En los últimos dos o tres años he notado una evolución clara en mi juego. La experiencia y la madurez me han permitido entender mejor cada situación dentro de la pista y tomar decisiones con más criterio. Siento que he mejorado en todos los aspectos, tanto técnicos como tácticos, y aunque sé que aún tengo mucho margen de crecimiento, esa es justamente la motivación para seguir entrenando y puliendo detalles cada día.

En cuanto a la pala y al set-up, mi adaptación viene de muchos años compitiendo desde categorías menores. Desde chico he jugado torneos en todo tipo de condiciones: pistas rápidas, lentas, humedad, calor, indoor, outdoor… Esa experiencia me ha enseñado a ajustarme con naturalidad. Según el torneo y las condiciones, hago pequeños cambios para sentirme cómodo y mantener mi juego eficaz, pero la base es que me adapto rápido porque crecí compitiendo en todo tipo de escenarios.

Fuera de la pista: ¿qué hábitos te ayudan más y qué mensaje sueles dar a los más jóvenes que te siguen?

Fuera de la pista, desconectar cuando no toca entrenar o competir es fundamental. Tomarse un tiempo para uno mismo, disfrutar de la familia, los amigos, y simplemente de los pequeños momentos de la vida, ayuda mucho a recargar energías y mantener la motivación. Al menos a mí me funciona.
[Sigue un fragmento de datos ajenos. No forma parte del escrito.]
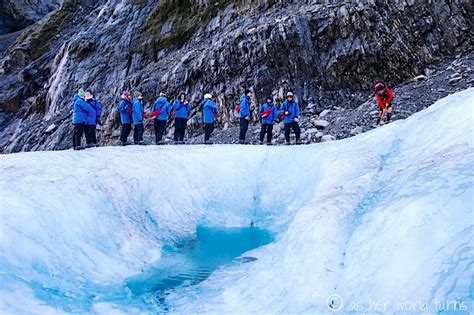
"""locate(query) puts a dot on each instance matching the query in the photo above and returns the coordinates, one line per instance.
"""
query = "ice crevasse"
(377, 222)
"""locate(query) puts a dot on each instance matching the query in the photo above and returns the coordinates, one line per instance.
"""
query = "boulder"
(324, 113)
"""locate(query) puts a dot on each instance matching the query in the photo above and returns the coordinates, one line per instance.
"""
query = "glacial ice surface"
(382, 221)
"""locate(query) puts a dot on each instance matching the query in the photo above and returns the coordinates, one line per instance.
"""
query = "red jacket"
(385, 99)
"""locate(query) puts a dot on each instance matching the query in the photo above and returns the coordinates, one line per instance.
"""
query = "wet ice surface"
(191, 261)
(384, 217)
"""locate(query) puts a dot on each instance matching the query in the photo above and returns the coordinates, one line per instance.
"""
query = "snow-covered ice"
(382, 220)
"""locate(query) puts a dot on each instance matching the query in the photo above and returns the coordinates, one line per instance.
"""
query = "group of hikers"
(87, 111)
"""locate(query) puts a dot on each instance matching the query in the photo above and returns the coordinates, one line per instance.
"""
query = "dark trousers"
(244, 126)
(208, 129)
(296, 128)
(138, 131)
(126, 128)
(266, 129)
(179, 128)
(89, 131)
(77, 136)
(160, 126)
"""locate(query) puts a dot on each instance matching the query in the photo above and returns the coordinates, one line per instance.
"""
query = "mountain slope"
(331, 53)
(384, 216)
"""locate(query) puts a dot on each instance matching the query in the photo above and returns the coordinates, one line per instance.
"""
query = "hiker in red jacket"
(384, 97)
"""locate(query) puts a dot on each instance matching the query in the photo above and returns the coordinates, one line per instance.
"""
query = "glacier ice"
(382, 220)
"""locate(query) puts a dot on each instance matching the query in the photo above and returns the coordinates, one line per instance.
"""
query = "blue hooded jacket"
(273, 113)
(244, 106)
(125, 108)
(209, 108)
(137, 112)
(80, 110)
(293, 108)
(182, 109)
(92, 117)
(162, 102)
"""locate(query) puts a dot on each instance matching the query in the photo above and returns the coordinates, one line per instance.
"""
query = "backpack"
(266, 113)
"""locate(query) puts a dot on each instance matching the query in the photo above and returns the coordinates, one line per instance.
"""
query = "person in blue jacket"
(80, 110)
(160, 112)
(209, 109)
(268, 115)
(291, 112)
(245, 115)
(92, 119)
(125, 110)
(182, 109)
(137, 118)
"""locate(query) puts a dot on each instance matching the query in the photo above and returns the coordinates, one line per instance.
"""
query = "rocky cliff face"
(329, 54)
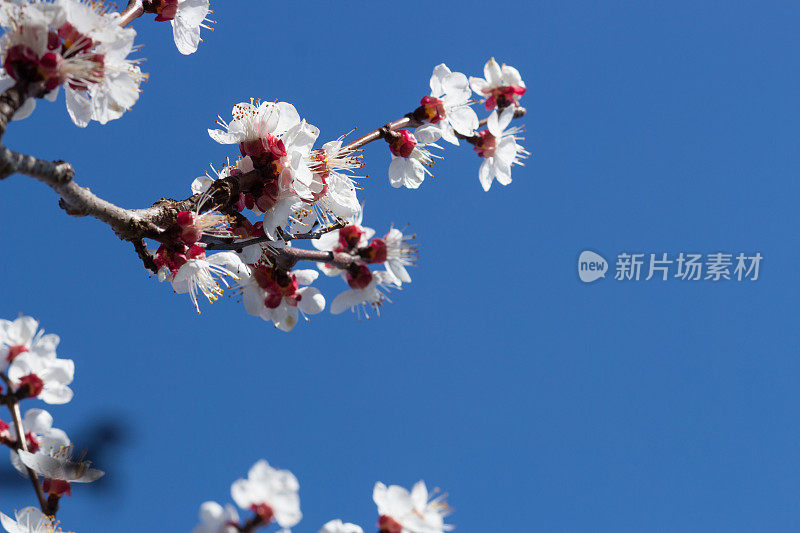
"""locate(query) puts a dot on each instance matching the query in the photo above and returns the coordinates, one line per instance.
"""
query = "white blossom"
(29, 520)
(452, 91)
(217, 519)
(413, 511)
(331, 241)
(23, 336)
(189, 18)
(499, 148)
(270, 492)
(409, 168)
(46, 378)
(337, 526)
(57, 463)
(276, 295)
(203, 274)
(502, 86)
(90, 57)
(399, 255)
(372, 295)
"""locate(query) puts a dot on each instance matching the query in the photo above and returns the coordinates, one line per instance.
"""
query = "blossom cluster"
(82, 46)
(272, 495)
(30, 369)
(298, 191)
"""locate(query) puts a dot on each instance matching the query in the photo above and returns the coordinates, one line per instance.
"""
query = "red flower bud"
(30, 386)
(486, 144)
(350, 236)
(196, 252)
(375, 252)
(358, 276)
(264, 512)
(387, 524)
(402, 144)
(431, 109)
(14, 351)
(56, 487)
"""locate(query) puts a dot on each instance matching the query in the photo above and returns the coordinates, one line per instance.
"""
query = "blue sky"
(539, 403)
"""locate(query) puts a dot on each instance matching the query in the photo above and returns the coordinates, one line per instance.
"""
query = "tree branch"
(134, 225)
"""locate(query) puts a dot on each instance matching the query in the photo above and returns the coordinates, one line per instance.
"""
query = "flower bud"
(486, 144)
(387, 524)
(431, 110)
(166, 10)
(358, 276)
(30, 386)
(350, 236)
(14, 351)
(375, 252)
(264, 512)
(402, 143)
(22, 63)
(196, 252)
(56, 487)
Pero al mismo tiempo, nunca debemos olvidar que todos compartimos un mismo sueño. No podemos quedarnos con la espinita de no haberlo intentado, de no haber dado todo por lo que queremos. Cada esfuerzo, cada caída y cada momento de sacrificio cuenta, y lo importante es entregarnos por completo a lo que nos apasiona. Al final, vivir con la tranquilidad de saber que lo dimos todo, sin arrepentimientos, es lo que realmente deja huella.

Próximos objetivos deportivos.

De cara al año que viene, mis próximos objetivos son seguir aprendiendo y mejorando y, por supuesto, continuar escalando posiciones en el ranking profesional. Cada día es una oportunidad para crecer y acercarse un paso más a los sueños que nos motivan.

Quiero darles las gracias a toda la comunidad GSA por estar siempre apoyando y compartiendo esta pasión. Cada mensaje, cada comentario y cada momento juntos hacen que todo valga la pena y me motivan a seguir mejorando y dando lo mejor de mí; gracias a vosotros soy en parte quien soy. ¡Gracias por ser parte de esto y por seguir creciendo juntos día a día!